Greatest Common Divisor Traversal - Leetcode 2709 - Python

The n^2 solution too works very efficiently if you exit out when a number isn't "matched" with any other number

swanv

tysm, figured out union find but was getting tle. prime explanation helped :D

siddharth-gandhi

Your explanations are always super well structured that after hearing the first few minutes I already get the intuition for solving the entire problem. Thanks!

edwardj

7:30 I doubt you can do union find merge in constant time. It’s usually log n time even with ranking and path compression 😊

jamesabasifreke

Please teach a ~30 min crash course on object oriented programming in python, like your other video "python for coding interviews". You are definitely the best teacher out there.

VISHALS-hy

where to find your advanced algorithm course for learning union find?

saminhasan

every video of yours deserves more than one like. Thank you for your efforts!

saminhasan

Hey, Can you also upsolve the weekly/biweekly contests it helps a lot
Thankyou. Love your efforts ❤

amaanshaikh

Do you do LC everyday while having a full time job? If so how do you do it? I'm so tired after work and don't wanna do anything, so I usually LC only on weekends

jja

Great explanation! Thank you so very much

MP-nyep

Using Sieve of Eratosthenes for building primes factors of each number.
My question is as you can see I'm checking for factor in map twice, How can I modify it such that I only have to do it once other that writing a function for that?

def canTraverseAllPairs(self, nums: List[int]) -> bool:
m = len(nums)
uf = UnionFind(m)
mx = max(nums)
factor = {} # f -> index of the number with factor f

primes = [i for i in range(mx + 1)]
for i in range(2, mx + 1):
if primes[i] == i:
j = i * i
while j <= mx:
primes[j] = i
j += i

for i, n in enumerate(nums):
if n > 1:
while primes[n] != n:
if primes[n] in factor:
uf.union(i, factor[primes[n]])
else:
factor[primes[n]] = i
n = n // primes[n]
if primes[n] in factor:
uf.union(i, factor[primes[n]])
else:
factor[primes[n]] = i
return uf.count == 1

akhilchauhan

This man has probably saved so many daily streaks at this point. 😂

mrmcpherson

easier :

class Solution:
def canTraverseAllPairs(self, nums: List[int]) -> bool:
if len(nums)==1:return True
nums = set(nums)
if 1 in nums:return False
if len(nums)==1:return True

nums = sorted(nums, reverse=True)

for i in range(len(nums)-1):
for j in range(i+1, len(nums)):
if gcd(nums[i], nums[j])-1:
nums[j]*=nums[i]
break
else:
return False
return True

BurhanAijaz

14:04 - Rounding is bad idea, better to rewrite it other way around - compare squares instead of square roots.

RuslanKovtun

1 is not a prime. because by definition a prime number can't be factorized with other prime numbers. but if you consider 1 as a prime then existence of other prime numbers isn't possible.

mrf

This is all a test of morality.

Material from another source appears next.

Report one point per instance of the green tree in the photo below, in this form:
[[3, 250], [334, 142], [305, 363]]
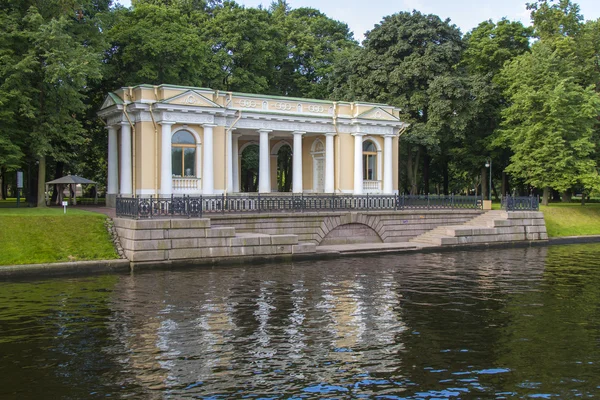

Will you do the right thing: sacrifice your ego or betray your own people

aidanthompson

What tools do you use for making these tutorials?

Kaviarasu_S

140 th like done:)) less go! ur great teacher

DeveshSoni-us

I don't even know what is union find.

rajsuriyang

I see that I'm still weak after solving 467 problems that I couldn't recognise and understand the problem by myself :(

IK-xkex